I am struggling to understand how i am going to create the following in GraphX in Apache spark. I am given the following:
a hdfs file which has loads of data which comes in the form:
node: ConnectingNode1, ConnectingNode2..
For example:
123214: 521345, 235213, 657323
I need to somehow store this data in an EdgeRDD so that i can create my graph in GraphX, but i have no idea how i am going to go about this.
After you read your hdfs source and have your data in rdd
, you can try something like the following:
import org.apache.spark.rdd.RDD
import org.apache.spark.graphx.Edge
// Sample data
val rdd = sc.parallelize(Seq("1: 1, 2, 3", "2: 2, 3"))
val edges: RDD[Edge[Int]] = rdd.flatMap {
row =>
// split around ":"
val splitted = row.split(":").map(_.trim)
// the value to the left of ":" is the source vertex:
val srcVertex = splitted(0).toLong
// for the values to the right of ":", we split around "," to get the other vertices
val otherVertices = splitted(1).split(",").map(_.trim)

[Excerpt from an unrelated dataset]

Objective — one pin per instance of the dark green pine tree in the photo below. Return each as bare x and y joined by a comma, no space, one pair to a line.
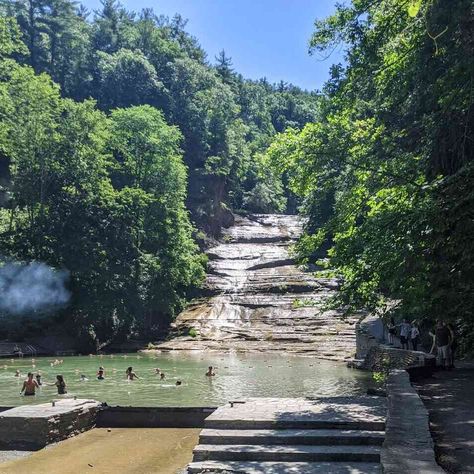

// for each vertex to the right of ":", we create an Edge object connecting them to the srcVertex:
otherVertices.map(v => Edge(srcVertex, v.toLong, 1))
}
Edit
Additionally, if your vertices have a constant default weight, you can create your graph straight from the Edges, so you don't need to create a verticesRDD:
import org.apache.spark.graphx.Graph
val g = Graph.fromEdges(edges, defaultValue = 1)